Still watching the rain fall ... with my laptop and a big screen TV ... LoL
Well, i managed to restore a backup from yesterday, and had a look inside of one of those huge files.
in vm-csv, the file contains only the header for the csv ... weird ..
this:
timestamp, r, b, swpd, free, buff, cache, si, so, bi, bo, in, cs, us, sy, id, wa, st, MemTotal, MemFree, MemAvailable, Buffers, Cached, SwapCached, Active, Inactive, Active(anon), Inactive(anon), Active(file), Inactive(file), Unevictable, Mlocked, SwapTotal, SwapFree, Dirty, Writeback, AnonPages, Mapped, Shmem, Slab, SReclaimable, SUnreclaim, KernelStack, PageTables, NFS_Unstable, Bounce, WritebackTmp, CommitLimit, Committed_AS, VmallocTotal, VmallocUsed, VmallocChunk, HardwareCorrupted, AnonHugePages, CmaTotal, CmaFree, HugePages_Total, HugePages_Free, HugePages_Rsvd, HugePages_Surp, Hugepagesize, DirectMap4k, DirectMap2M, loadavg
Repeated XXXX times.
But this dir :
drwxr-x--- 1 zimbra zimbra 52 Mar 11 19:50 2018-03-10/
Has the vm.csv archived file correct until ( Last line ) :
03/10/2018 11:07:30, 1, 0, 308, 2737300, 18732, 1584860, 0, 0, 147, 1584, 675, 2421, 10, 2, 84, 3, 0, 9292656, 2737300, 4145340, 18732, 1469668, 268, 30
So may I conclude that in fact something currupted the file around 11AM ...
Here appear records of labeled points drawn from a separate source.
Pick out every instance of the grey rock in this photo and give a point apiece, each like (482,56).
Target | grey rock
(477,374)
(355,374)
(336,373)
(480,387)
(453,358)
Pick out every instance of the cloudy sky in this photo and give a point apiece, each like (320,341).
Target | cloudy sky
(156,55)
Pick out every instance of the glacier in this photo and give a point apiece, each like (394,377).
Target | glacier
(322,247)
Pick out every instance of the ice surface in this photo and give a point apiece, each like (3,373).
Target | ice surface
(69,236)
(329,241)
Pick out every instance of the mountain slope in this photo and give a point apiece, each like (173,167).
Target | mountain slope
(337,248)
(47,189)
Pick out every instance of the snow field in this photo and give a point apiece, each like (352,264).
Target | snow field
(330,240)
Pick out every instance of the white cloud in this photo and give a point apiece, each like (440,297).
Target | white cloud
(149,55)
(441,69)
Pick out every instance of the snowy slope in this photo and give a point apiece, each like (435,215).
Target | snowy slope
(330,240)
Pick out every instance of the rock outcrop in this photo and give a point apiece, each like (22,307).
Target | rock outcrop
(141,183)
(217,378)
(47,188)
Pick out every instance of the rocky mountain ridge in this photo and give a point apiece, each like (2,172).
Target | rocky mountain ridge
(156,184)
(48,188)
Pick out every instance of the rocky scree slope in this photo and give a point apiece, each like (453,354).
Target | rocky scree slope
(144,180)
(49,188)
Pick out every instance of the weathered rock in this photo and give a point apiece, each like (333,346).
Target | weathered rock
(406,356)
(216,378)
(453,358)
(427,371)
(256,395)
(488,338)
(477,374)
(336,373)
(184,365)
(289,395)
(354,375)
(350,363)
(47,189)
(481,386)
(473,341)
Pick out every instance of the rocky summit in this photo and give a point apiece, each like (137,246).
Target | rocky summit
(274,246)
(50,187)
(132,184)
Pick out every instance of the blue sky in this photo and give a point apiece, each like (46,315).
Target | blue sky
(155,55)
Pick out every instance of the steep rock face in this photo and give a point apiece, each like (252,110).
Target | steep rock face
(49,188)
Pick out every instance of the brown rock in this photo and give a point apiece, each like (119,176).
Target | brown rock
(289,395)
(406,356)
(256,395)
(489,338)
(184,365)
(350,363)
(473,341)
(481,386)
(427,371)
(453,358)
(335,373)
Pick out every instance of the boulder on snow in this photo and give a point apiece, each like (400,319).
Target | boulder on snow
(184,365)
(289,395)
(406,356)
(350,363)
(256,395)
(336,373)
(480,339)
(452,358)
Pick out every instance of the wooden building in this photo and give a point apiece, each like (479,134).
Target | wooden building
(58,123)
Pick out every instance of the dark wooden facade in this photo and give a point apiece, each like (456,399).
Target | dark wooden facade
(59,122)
reboot system boot 4.4.0-116-generi Sat Mar 10 10:27 - 11:07 (00:40) -- The reboot after the upgrade process, first time I noticed the problem
reboot system boot 4.4.0-116-generi Sat Mar 10 14:13 - 18:06 (03:52) -- New test to see the problem
reboot system boot 4.4.0-116-generi Sat Mar 10 18:06 still running -- Reboot again, I wanted to wait a bit and went for a walk...
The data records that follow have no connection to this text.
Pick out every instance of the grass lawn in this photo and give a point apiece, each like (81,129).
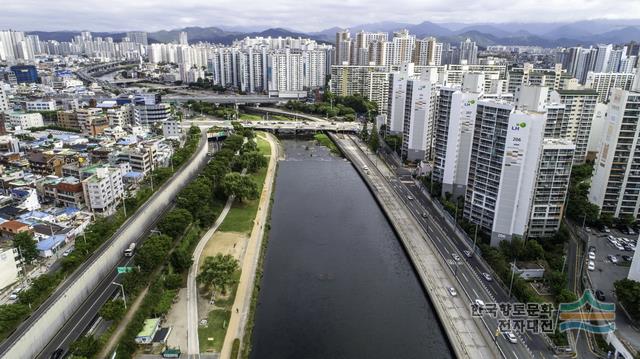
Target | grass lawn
(218,320)
(324,140)
(250,117)
(215,329)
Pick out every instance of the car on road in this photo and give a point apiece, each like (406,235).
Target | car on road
(510,337)
(57,354)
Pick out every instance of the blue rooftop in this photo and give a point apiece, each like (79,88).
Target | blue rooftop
(50,242)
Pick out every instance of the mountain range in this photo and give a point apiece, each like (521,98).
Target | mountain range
(588,32)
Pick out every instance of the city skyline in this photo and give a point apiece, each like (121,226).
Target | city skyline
(314,16)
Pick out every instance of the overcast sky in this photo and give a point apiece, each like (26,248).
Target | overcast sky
(304,15)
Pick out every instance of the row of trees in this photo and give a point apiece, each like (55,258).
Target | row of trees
(332,106)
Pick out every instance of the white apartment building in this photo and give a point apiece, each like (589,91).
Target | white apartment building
(615,185)
(603,82)
(150,114)
(24,120)
(104,190)
(41,105)
(505,152)
(552,185)
(453,136)
(369,81)
(4,100)
(10,266)
(579,113)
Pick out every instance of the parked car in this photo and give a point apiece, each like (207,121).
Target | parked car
(510,337)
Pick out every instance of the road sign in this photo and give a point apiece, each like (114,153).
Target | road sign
(125,270)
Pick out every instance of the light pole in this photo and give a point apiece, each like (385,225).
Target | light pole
(124,299)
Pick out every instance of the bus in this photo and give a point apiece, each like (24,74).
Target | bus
(129,251)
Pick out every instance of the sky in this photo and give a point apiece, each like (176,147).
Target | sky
(305,15)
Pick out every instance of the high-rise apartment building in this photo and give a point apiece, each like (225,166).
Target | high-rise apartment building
(615,185)
(552,185)
(453,134)
(579,112)
(505,152)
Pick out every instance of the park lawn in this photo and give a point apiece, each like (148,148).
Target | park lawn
(216,328)
(324,140)
(218,319)
(250,117)
(264,147)
(241,215)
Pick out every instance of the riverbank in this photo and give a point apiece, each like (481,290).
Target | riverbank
(240,312)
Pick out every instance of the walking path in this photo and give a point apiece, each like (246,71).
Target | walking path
(193,342)
(115,337)
(242,302)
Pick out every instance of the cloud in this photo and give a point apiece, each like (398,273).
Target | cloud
(310,15)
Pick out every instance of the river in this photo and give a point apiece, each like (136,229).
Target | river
(336,282)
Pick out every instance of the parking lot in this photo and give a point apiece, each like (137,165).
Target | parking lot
(606,273)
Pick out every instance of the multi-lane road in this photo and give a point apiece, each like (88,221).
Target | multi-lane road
(468,271)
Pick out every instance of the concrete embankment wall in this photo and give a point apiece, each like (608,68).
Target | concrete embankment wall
(39,329)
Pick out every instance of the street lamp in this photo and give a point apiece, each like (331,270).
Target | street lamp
(124,299)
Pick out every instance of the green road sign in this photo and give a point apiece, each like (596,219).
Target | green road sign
(125,270)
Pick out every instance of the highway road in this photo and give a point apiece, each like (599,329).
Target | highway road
(468,270)
(36,332)
(406,185)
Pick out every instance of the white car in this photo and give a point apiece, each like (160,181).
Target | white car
(510,337)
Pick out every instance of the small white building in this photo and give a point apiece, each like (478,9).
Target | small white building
(10,266)
(104,190)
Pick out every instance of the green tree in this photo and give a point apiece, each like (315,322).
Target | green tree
(85,347)
(175,222)
(628,293)
(25,243)
(240,186)
(113,310)
(181,260)
(153,252)
(364,134)
(374,140)
(217,271)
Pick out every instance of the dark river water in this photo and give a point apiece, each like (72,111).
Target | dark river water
(337,283)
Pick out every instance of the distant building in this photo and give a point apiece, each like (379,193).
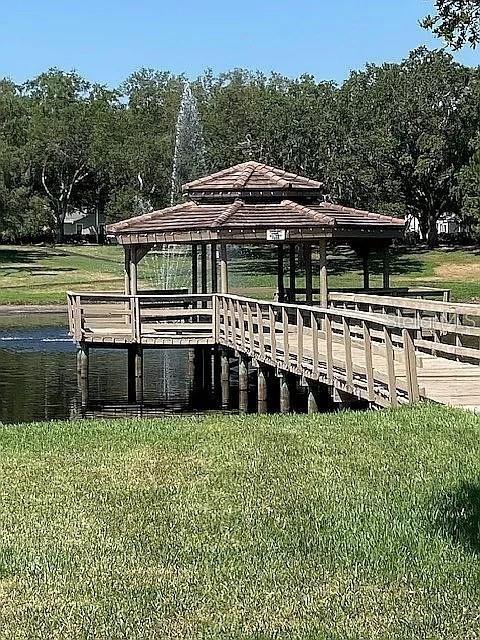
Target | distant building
(83,224)
(447,225)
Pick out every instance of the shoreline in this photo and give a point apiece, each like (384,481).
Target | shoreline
(14,309)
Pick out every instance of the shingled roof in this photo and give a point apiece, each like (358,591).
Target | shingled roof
(240,220)
(251,177)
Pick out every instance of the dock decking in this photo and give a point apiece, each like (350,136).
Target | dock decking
(385,350)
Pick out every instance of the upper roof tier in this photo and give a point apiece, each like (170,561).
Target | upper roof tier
(252,180)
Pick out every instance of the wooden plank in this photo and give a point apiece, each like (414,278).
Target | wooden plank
(368,361)
(392,382)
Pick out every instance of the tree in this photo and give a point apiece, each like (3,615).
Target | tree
(64,109)
(456,21)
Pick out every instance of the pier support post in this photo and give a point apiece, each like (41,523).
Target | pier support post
(285,401)
(292,277)
(243,383)
(135,374)
(262,389)
(322,253)
(386,267)
(194,269)
(280,280)
(223,268)
(82,372)
(313,397)
(225,378)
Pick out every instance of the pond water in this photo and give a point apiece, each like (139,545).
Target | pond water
(38,379)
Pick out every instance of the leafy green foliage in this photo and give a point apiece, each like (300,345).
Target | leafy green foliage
(456,21)
(395,138)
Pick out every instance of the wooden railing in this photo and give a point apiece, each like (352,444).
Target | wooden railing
(370,356)
(111,317)
(446,329)
(425,293)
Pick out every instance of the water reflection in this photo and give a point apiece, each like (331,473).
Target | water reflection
(38,377)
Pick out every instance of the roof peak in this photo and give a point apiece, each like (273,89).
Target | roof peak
(252,176)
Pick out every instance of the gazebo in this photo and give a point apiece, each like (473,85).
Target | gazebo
(255,204)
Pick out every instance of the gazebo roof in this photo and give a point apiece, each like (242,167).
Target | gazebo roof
(241,221)
(251,178)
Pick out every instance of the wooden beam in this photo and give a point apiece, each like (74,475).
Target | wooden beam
(127,252)
(280,281)
(262,389)
(307,255)
(292,276)
(203,266)
(214,270)
(366,268)
(133,271)
(243,383)
(223,268)
(386,267)
(323,273)
(194,268)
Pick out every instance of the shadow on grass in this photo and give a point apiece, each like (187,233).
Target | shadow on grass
(457,516)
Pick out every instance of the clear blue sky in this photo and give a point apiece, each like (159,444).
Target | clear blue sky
(106,40)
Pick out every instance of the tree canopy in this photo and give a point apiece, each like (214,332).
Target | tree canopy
(456,21)
(396,138)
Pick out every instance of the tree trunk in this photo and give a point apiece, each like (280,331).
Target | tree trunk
(432,234)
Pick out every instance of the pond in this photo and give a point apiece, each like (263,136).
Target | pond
(38,378)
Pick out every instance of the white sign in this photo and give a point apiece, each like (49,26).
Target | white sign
(276,234)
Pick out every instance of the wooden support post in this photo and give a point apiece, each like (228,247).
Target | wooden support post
(307,254)
(127,251)
(203,261)
(284,393)
(280,281)
(386,267)
(225,378)
(243,383)
(194,268)
(323,273)
(312,403)
(82,372)
(223,268)
(292,276)
(138,374)
(366,268)
(131,370)
(262,389)
(133,271)
(214,271)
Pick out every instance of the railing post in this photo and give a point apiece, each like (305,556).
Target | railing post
(367,341)
(411,365)
(215,318)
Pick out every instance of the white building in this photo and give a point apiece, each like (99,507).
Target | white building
(80,223)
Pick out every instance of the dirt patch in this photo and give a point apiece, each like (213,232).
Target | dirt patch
(458,271)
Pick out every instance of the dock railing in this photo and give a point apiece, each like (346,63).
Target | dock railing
(370,356)
(120,318)
(446,329)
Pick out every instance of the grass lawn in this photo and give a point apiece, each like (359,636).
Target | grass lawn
(341,526)
(41,275)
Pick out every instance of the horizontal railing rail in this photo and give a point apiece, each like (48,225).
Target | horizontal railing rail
(446,329)
(142,318)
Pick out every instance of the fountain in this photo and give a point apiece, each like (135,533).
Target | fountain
(168,267)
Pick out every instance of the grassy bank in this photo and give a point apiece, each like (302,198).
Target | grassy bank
(346,526)
(41,275)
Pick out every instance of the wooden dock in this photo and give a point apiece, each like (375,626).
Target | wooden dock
(383,350)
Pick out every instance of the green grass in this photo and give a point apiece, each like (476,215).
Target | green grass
(41,275)
(347,526)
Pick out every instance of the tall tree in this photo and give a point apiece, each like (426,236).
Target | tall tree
(456,21)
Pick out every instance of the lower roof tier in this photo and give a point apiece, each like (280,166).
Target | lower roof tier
(241,221)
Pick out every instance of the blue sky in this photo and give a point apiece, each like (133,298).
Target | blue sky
(106,40)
And if we look at the timestamps of the files created :
After the reboot I stopped the zmstat service and deleted these huge files:
-rw------- 1 zimbra zimbra 38096896000 Mar 10 18:13 io-x.csv
-rw------- 1 zimbra zimbra 37955010560 Mar 10 18:13 io.csv
-rw------- 1 zimbra zimbra 39309541376 Mar 10 18:13 vm.csv
These where created on the reboot at 14h
-rw-r----- 1 zimbra zimbra 242968560 Mar 10 14:31 io.csv.gz
-rw-r----- 1 zimbra zimbra 208158485 Mar 10 14:28 vm.csv.gz
-rw-r----- 1 zimbra zimbra 621222084 Mar 10 14:43 io-x.csv.gz
No explanation found for the problem, but it seems that after deleting those files 'vm.csv' & 'io*' the problem didn't manifested again.
I will keep looking.
Stay sharp
PS - Edited to organize the flow of the events.